In another clinic, we met with a wonderful nurse who runs a clinic that handles 70 to 80 births a month. On this particular day, the pharmacy was running low, so no painkillers for any mother in the clinic. There was a room for admittance, one for delivery, another for recovery, and then another ward for women to stay 3 or so days after giving birth. They had many women come this week, so they were staying two to a bed, along with their newborns. Imagine two women on a twin bed with a very thin mattress, one facing one way, and the other the opposite, their newborns right beside them. In one case, the bed was also shared by another one of the women’s children, a boy maybe 1 ½ years old. And this is probably one of the better equipped locations.

After our visits and meetings, we began the long drive back to Lubumbashi. It took about 7 ½ hours, same story as told in the prior post – lots of dust and very bad roads. On the way back, we saw several overturned trucks, really emphasizing how dangerous the travel here is. It looked like the trucks were travelling too close to the edge, and one of the wheels slipped down the soft side, turning the truck onto its side on the side of the road. We asked our host how they get assistance, and he said it basically takes a long time. There are no tow trucks, but eventually, the truck gets righted somehow, fixed, and back on it’s journey. Hard to believe, because in some cases the container on the truck had burst open. In another, the axles had separated from the trailer. I think some of these will be there for years. Luckily only one very bad one. Looked like two trucks had hit each other head on and burned on the side of the road. I was very thankful to get back to Lubumbashi that evening!

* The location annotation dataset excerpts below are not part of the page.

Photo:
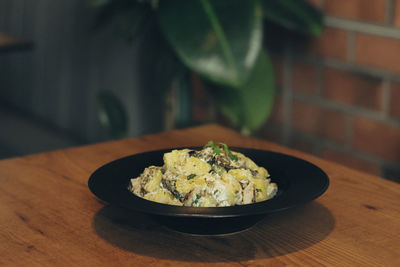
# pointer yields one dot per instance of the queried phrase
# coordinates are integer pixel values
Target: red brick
(367, 10)
(395, 100)
(302, 145)
(353, 89)
(332, 44)
(379, 52)
(304, 77)
(319, 121)
(272, 133)
(200, 113)
(396, 20)
(350, 161)
(377, 138)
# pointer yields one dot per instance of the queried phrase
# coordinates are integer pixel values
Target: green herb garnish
(177, 195)
(191, 176)
(197, 199)
(217, 150)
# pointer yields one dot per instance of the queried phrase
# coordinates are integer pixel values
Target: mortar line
(385, 101)
(320, 78)
(350, 46)
(350, 66)
(363, 27)
(348, 109)
(349, 131)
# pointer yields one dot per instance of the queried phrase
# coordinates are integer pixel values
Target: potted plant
(220, 40)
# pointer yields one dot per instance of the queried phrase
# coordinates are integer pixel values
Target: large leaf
(294, 15)
(251, 106)
(111, 114)
(220, 40)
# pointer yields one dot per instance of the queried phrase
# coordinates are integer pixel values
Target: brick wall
(339, 95)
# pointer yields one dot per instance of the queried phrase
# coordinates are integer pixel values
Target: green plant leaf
(295, 15)
(220, 40)
(251, 106)
(111, 114)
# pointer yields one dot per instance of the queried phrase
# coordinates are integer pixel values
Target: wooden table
(48, 216)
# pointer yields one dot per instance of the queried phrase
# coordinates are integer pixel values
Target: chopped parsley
(191, 176)
(177, 195)
(217, 150)
(197, 199)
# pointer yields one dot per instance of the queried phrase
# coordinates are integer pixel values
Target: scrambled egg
(211, 177)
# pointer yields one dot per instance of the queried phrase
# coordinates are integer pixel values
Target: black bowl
(298, 182)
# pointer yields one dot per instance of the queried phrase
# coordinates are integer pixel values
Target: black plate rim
(132, 202)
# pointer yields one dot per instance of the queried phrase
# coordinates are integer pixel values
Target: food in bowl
(214, 176)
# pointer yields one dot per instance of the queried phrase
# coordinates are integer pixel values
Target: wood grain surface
(48, 216)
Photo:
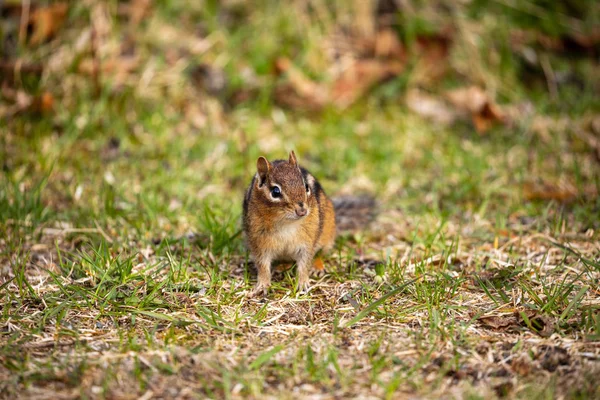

Along the drive, our host told us a little more about his family. He is one of 11 children, and all of them completed secondary school. 7 or 8 of them completed college. All on a small village school teacher’s salary. We thought that was amazing for any culture, let alone rural Africa. He then told us his father’s story. When our host’s father was young, his father (host’s grandfather) would not allow him to go to school. He did not believe it was necessary. After some years, some missionaries came to the village, and his mother asked them to take the boy to school. The story from there is a little long, but let’s just say the father was not happy, and would not send the boy to school. The mother told the boy to hide, and when the father found out, he burned the place where the boy was hiding and tried to kill him. The boy eventually escaped with the missionaries, and the father had to come to terms with this. That boy didn’t start primary school until he was 13 or 14 years old, and after 6 years, became a teacher, later married, and had 11 children, one of whom is our host. Talk about learning the value of education and pursuing at all costs! And picture the legacy that the grandmother has given by helping her son get to school. Not only was her son educated, but the importance she placed on education influenced the lives of her son’s 11 children, and now their children.

Tonight, our host invited us for dinner to meet his family. We had a wonderful dinner, and were very thankful for a home-cooked meal. During the dinner, he talked about how he and his wife have also taken in 3 of their nephews, and all three are now going to university. The grandmother’s legacy lives on. And these are not wealthy people, but hardworking, and very smart with the lessons they teach their children and the direction they put in their lives.

Enough for now. I’ll post about the Goma trip in a few days.